The halls of Veyrith Keep were made of shadows — not stone.
They whispered when you passed. They watched. They remembered.
And Lyxaria was starting to wonder if they were the only ones who knew she didn’t belong here.
After the bond-rite disaster, the entire Shadow Court had gone quiet. Even the servants avoided her like she carried death on her skin.
Maybe she did.
Because the flames that had burned the ceremonial chain?
They hadn’t gone out.
They lived beneath her skin now — crackling at the base of her spine, licking her throat when she spoke, curling inside her chest like a second heart.
And at night… they whispered.
“We are not broken.”
“We are not gone.”
“You are the last. You are the beginning.”
She told herself it was her imagination.
But tonight… the flame had a voice.
She stood at the edge of her new chambers, palms pressed to the black windowglass. Outside, the mountains howled with wind and frost, but the moon sat full and low — blood-tinged, like it bled for her.
A flicker sparked behind her.
She turned — slowly.
No torch.
No candle.
Just the fire in her hand.
Alive. Breathing.
Speaking.
“They buried us. But you... you are the spark that will scorch their thrones.”
She stumbled back, heart crashing against her ribs.
“Who are you?” she whispered.
“We are your blood. The ones who rose from ash.”
Images flashed behind her eyes — not memories. Echoes.
A throne of flame. A child screaming. A man in shadow holding a blade over a weeping queen.
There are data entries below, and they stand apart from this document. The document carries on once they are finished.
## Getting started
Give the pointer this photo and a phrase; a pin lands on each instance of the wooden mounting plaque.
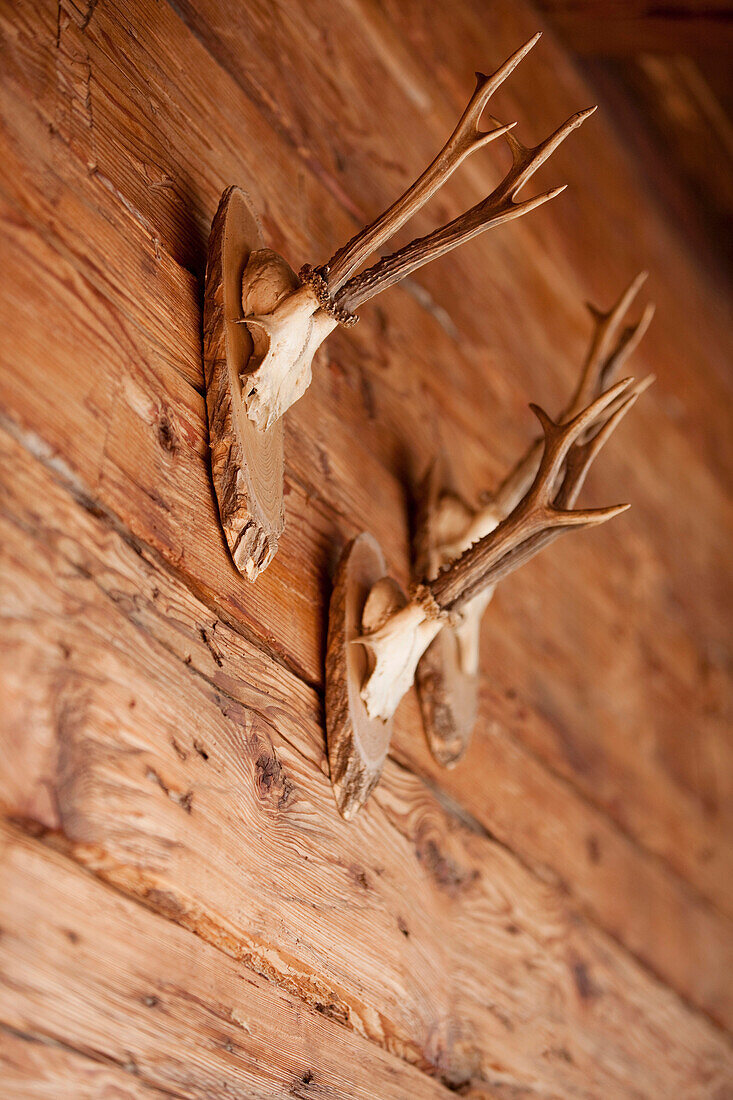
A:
(247, 464)
(448, 696)
(357, 744)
Her mother’s voice — trembling:
“If they ever find out what you are, Lyxaria... they’ll never let you live.”
She dropped to her knees, shaking, the flame coiling gently around her fingers like a snake comforting its kin.
Suddenly, the door slammed open.
Rhaekos.
His eyes took her in instantly — the fire, her trembling form, the shadows rippling on the walls like they were bowing.
“You heard it,” he said.
Not a question.
A statement.
“You knew?” she asked, voice raw.
“I suspected. The phoenix fire… it carries memory. Ancestral. It burns through time itself.”
He stepped forward, slowly, like she might lash out.
He wasn’t wrong.
She could feel her power swelling, not from anger — from fear.
And something else.
Recognition.
“My mother hid it from me,” she whispered.
“Because they would’ve killed you for it,” he replied.
Silence pulsed between them, thick and burning.
“What am I, Rhaekos?” she asked.
He looked at her — not like a prince. Not like an enemy.
Like a man facing a storm.
“You’re not just Flameborn, Lyxaria. You’re the last daughter of the Phoenix Queen… and your flame remembers everything they tried to erase.”